Im Zusammenhang des Gleichheitssatzes mit dem Sozialstaatsprinzip ist der Gesetzgeber nicht zum Erlaß der vom Kläger angestrebten Sonderregelung verpflichtet. Denn unter diesem Aspekt hat der Gesetzgeber einen großen Handlungsfreiraum bei der Gestaltung des Sozialrechts. Das Sozialstaatsprinzip verpflichtet ihn, eine gerechte Sozialordnung anzustreben, läßt aber für die Erreichung des Ziels alle Wege offen (Umbach/Clemens, a.a.O., S.275 m.w.N.). Hierbei kann der Gesetzgeber, insbesondere im Bereich der Massenverwaltung, wozu auch das Recht der gesetzlichen Krankenversicherung gehört, mit Typisierungen arbeiten, so daß die vom Kläger erwartete Differenzierung verfassungsrechtlich nicht geboten ist. Abgesehen davon, steht der oben genannte Gesichtspunkt der Systemkonformität der begehrten Sonderregelung entgegen. Die Bindung des Gesetzgebers an die Gestaltungstradition und die eigene Gestaltungsentscheidung ermöglicht erst Rechtssicherheit und Vertrauensschutz im sozialen Rechtsstaat. Auch wenn daraus nicht folgt, daß der Gesetzgeber an die von ihm etablierte Sachgesetzlichkeit eines Systems für alle Zeiten gebunden wäre (Bieback a.a.O.), d.h. im vorliegenden Fall an das Sachleistungsprinzip, kann aber umgekehrt nicht angenommen werden, daß die Streichung der Übergangsregelung und damit das Hervorheben der Systemgerechtigkeit gegen den Gleichheitssatz verstößt.

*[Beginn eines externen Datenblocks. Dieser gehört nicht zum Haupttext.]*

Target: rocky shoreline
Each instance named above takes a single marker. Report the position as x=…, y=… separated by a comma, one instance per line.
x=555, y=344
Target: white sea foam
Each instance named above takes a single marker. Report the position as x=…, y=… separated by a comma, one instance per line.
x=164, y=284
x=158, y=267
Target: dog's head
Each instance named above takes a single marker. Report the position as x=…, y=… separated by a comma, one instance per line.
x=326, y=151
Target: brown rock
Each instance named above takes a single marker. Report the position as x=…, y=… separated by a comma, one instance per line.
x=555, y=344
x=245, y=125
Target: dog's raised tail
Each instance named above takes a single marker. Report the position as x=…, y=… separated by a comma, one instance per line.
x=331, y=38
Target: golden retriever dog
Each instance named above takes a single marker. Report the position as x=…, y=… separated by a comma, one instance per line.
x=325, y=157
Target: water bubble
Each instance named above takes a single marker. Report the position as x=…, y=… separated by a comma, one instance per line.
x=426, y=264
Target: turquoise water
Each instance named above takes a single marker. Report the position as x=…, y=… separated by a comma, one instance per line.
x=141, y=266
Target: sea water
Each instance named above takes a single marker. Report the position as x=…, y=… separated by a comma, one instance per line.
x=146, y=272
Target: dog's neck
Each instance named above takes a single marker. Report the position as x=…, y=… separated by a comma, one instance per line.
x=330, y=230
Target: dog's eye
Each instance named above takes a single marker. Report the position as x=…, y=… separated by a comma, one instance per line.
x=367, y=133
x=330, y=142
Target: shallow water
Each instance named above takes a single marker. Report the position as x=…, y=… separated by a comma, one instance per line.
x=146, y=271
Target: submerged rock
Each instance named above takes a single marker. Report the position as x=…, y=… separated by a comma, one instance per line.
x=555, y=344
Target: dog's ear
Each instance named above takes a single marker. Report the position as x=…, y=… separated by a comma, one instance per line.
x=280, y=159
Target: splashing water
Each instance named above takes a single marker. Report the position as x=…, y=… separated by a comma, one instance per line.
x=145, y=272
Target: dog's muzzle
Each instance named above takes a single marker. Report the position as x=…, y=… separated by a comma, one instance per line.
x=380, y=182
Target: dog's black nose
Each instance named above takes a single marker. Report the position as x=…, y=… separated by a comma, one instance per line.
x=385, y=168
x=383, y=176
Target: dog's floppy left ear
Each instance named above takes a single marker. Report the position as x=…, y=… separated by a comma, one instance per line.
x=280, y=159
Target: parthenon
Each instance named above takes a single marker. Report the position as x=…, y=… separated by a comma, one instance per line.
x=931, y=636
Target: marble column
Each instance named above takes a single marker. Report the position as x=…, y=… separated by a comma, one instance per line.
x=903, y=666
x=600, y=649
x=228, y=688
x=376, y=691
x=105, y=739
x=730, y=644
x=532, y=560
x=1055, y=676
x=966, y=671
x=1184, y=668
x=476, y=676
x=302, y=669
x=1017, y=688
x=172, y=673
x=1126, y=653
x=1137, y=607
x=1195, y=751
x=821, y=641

Schließlich kann sich der Kläger nicht mit Recht auf die Verletzung der ärztlichen Berufsfreiheit im Sinne von Art.12 GG stützen. Denn es fehlt aus drei Gründen an einem hoheitlichen Eingriff in den Schutzbereich dieser Norm. Die fehlende Zulassung des Zahnarztes Dr ... beruht zum einen allein auf dessen freiwilliger Entscheidung, nicht mehr am System der Versorgung der Versicherten der gesetzlichen Krankenkassen teilnehmen zu wollen. Er hat nach der Auskunft der KZV Bayern die vertragszahnärztliche Tätigkeit freiwillig beendet. Zum anderen würde die fehlende Abrechnungsmöglichkeit des Zahnarztes im System der gesetzlichen Krankenversicherung sich nicht zwangsläufig auf das Verhältnis des Klägers zur Beklagten auswirken. Denn aus § 13 Abs.3 1.Alternative SGB V ergibt sich, daß auch das Fehlen einer Zulassung unter den o.g. Umständen, die aber im vorliegenden Falle nicht gegeben sind, einer Leistungspflicht der Krankenkasse nicht entgegensteht. Schließlich ist der Kläger in seiner Eigenschaft als Patient nicht Normadressat der dem Arzt zustehenden, grundgesetzlich geschützten Berufsfreiheit des Art.12 GG. Somit würden ihm aus einer (unterstellten) Verletzung der Berufsfreiheit des Arztes keine Rechte gegenüber der Beklagten erwachsen.

Die Kostenentscheidung beruht auf § 193 SGG.

Gründe für die Zulassung der Revision liegen nicht vor (§ 160 Abs.2 Nrn.1, 2 SGG).